The need for a coherent energy policy

By Scott Tibbs
web posted October 2, 2000

With President Clinton's release of thirty million barrels of oil from the strategic oil reserve, energy policy has become mired in the politics of a presidential election, and a large weakness has been revealed in the Democratic Party platform.

Clinton released thirty million barrels of oil; an incredibly insignificant amount given the amount of oil we use here in America. We use 19 million barrels every single day, so Clinton's release of the reserves will only last one and a half days. In addition, with domestic oil refineries running at 94 per cent capacity, there is little chance of getting this drop in the bucket to where it needs to go. Since the release will have no impact, why is Clinton doing it? The answer is simple: to help Al Gore's chances of being elected president. Gore and the rest of the administration have said that the situation is different now than it was when Gore opposed releasing the reserves early this year. What exactly is different, Mr. Gore? Is it that you are falling behind George W. Bush in the polls and you need to do something to help your chances of being elected?

Bill RichardsonWhen pressed about the issue, Energy Secretary Bill Richardson admitted that one of the important reasons for this action was to show the American people that we are concerned about the price of oil and that we are taking steps. In other words, it's yet another example of how this administration putting symbolism over substance, as it has repeatedly done since taking office in 1993.

Clinton has also put national security at risk with his decision to release the reserves. The purpose of the strategic reserves is so we cannot be held hostage every time a Middle Eastern power becomes angry with us and decides to cut off our oil supplies. Our military needs to have fuel in the event of a national security crisis, and to use this resource for shameless political posturing should anger every American.

What Clinton does not have is a coherent energy policy. We should reduce our dependency on foreign oil by taking steps to develop domestic energy resources. That means tapping our own oil reserves via offshore drilling and drilling in Alaska, and doing so in a way that does not damage our environment. Our technology is the best in the world, and providing tax incentives for tapping our own reserves in an environmentally friendly manner should be implemented to reduce our need for foreign oil.

But most importantly, we need to get over our irrational fear of nuclear power and begin to build nuclear power plants so our national energy needs can be met in a safe, clean and efficient manner. Unlike coal and oil, nuclear energy does not dump tons of pollutants into our air and water. Nuclear power is much more efficient than oil and coal, and the amount of nuclear fuel available to us will provide energy for many years beyond what we would have if we relied on fossil fuel only.

Using nuclear power for our electrical needs would also allow us to save our fossil fuels for our automobiles and other means of transportation, conserving this resource for longer than we would otherwise.

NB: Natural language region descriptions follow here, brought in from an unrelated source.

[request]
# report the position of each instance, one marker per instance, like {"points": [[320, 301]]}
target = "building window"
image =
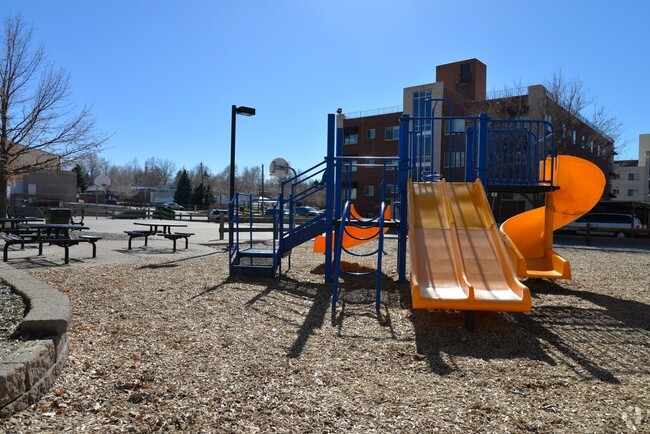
{"points": [[454, 126], [392, 133], [351, 136], [465, 77], [456, 159]]}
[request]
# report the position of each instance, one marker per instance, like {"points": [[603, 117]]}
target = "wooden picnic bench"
{"points": [[178, 235]]}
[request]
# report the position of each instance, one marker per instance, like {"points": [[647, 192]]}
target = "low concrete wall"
{"points": [[27, 373]]}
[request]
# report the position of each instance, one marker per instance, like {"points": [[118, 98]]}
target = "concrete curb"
{"points": [[29, 372]]}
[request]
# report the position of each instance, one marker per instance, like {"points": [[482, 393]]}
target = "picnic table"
{"points": [[14, 222], [50, 233], [165, 227], [161, 228]]}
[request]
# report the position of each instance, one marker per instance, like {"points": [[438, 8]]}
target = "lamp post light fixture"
{"points": [[244, 111]]}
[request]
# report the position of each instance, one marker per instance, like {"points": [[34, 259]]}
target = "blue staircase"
{"points": [[253, 261]]}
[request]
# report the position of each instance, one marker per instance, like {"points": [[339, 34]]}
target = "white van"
{"points": [[608, 220]]}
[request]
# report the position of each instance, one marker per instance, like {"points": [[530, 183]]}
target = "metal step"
{"points": [[254, 270], [258, 253]]}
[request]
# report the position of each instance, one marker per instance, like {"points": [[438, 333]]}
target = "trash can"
{"points": [[58, 215]]}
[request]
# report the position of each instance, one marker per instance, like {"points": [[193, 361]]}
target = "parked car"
{"points": [[608, 220], [307, 211], [274, 211], [174, 206], [213, 215]]}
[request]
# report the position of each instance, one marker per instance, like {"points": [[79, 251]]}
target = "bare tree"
{"points": [[251, 180], [156, 172], [569, 105], [40, 129]]}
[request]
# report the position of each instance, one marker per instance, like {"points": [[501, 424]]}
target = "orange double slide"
{"points": [[459, 260], [580, 185]]}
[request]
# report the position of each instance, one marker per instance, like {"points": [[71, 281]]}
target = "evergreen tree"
{"points": [[202, 195], [183, 194], [197, 195], [82, 184]]}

The risk of accidents is small, given the security features in modern Western nuclear reactors. While many people point to Chernobyl when opposing nuclear power, it is important to note that the poorly designed Soviet plant had virtually no containment system for such an accident. Chernobyl is not in any way comparable to reactors that would be built with far superior Western technology in the 21st century.

Even the most notable accident in the West, the meltdown at Three Mile Island, was not nearly as dangerous as the propaganda would indicate. In fact, the radiation our bodies absorb naturally from the atmosphere is much greater than the radiation we would absorb in the event of an incident the scale of the Three Mile Island incident. According to the Australian Financial Review, "The citizens of the Three Mile Island area would have received more radiation by taking a flight from New York to Miami or standing for a few minutes amid the granite of Grand Central Station." To put it simply, the safety features in the nuclear reactor worked to protect the people in the area. If given the choice of living close to a nuclear power plant where the risk of mishap is small or living next to a plant that is contaminating my air and water, I would much rather live next to the nuclear plant.

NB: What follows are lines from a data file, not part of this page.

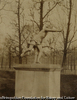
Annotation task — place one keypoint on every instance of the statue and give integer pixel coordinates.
(37, 43)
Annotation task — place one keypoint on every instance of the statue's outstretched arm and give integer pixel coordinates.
(50, 30)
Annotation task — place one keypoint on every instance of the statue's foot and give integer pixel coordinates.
(38, 62)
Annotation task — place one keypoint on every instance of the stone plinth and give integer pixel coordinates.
(37, 80)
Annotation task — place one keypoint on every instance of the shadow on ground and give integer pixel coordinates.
(7, 84)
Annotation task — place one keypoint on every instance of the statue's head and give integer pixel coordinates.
(49, 26)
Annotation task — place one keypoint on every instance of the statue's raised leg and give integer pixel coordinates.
(36, 54)
(39, 53)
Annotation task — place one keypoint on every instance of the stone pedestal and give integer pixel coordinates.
(37, 80)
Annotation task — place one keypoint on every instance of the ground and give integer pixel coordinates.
(7, 84)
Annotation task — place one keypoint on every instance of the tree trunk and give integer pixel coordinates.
(20, 49)
(67, 35)
(9, 57)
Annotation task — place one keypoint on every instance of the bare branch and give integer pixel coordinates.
(36, 23)
(50, 10)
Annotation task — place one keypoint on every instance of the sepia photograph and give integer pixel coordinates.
(38, 49)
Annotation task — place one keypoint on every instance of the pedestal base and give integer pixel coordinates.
(37, 80)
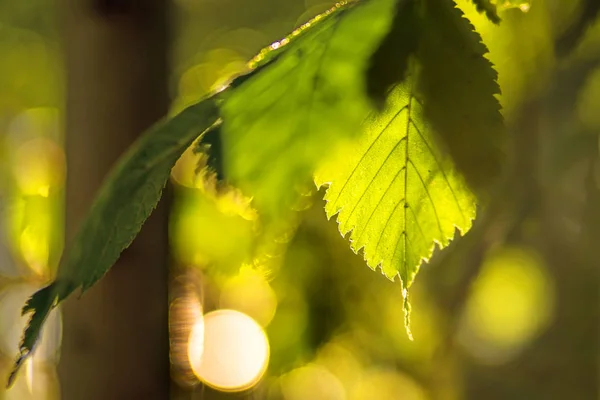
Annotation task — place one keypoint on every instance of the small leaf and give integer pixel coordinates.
(279, 123)
(125, 200)
(395, 192)
(389, 63)
(489, 8)
(459, 86)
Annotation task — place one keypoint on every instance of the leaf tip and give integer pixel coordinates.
(407, 311)
(40, 305)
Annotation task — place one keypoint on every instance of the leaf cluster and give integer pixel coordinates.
(391, 104)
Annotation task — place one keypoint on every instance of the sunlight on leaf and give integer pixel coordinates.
(395, 192)
(279, 123)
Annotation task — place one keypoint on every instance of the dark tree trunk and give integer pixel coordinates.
(115, 342)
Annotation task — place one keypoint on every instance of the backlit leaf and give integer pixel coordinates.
(124, 202)
(459, 86)
(489, 8)
(280, 122)
(394, 191)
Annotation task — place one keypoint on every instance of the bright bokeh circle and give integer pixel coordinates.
(228, 350)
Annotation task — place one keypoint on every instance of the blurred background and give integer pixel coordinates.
(502, 318)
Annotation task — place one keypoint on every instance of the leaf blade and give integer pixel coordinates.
(127, 197)
(277, 123)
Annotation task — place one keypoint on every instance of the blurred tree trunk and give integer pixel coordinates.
(115, 341)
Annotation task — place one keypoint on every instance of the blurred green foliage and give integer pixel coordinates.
(505, 317)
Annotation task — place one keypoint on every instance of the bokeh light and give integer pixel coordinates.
(39, 165)
(228, 350)
(511, 303)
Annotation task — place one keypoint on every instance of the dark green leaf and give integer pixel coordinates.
(489, 8)
(280, 122)
(125, 200)
(459, 86)
(389, 64)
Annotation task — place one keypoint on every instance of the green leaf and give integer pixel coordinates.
(489, 8)
(394, 191)
(125, 200)
(280, 122)
(459, 86)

Too many environmentalists and leftist politicians prey on the fear of nuclear weapons to oppose this energy source. But it is important to note that a nuclear bomb is an uncontrolled nuclear reaction, while the reactions within a nuclear reactor are tightly controlled. A nuclear reactor cannot explode in the way a nuclear bomb can.

The only legitimate safety issue with nuclear power is where to put the radioactive waste once it has been used up. But this waste is sealed in extremely durable concrete containers miles underground, where the radiation safely dissipates over an extended period of time. We have much more space in the western states for storage of this material than we need.

It is time for the political left to separate the emotionalism of opposition to nuclear weapons with logic in embracing a safe, efficient, and clean energy source. Hopefully, our next president will recognize the need for more nuclear power, but that will not happen if Al Gore wins.

Scott Tibbs is a regular contributor to Enter Stage Right.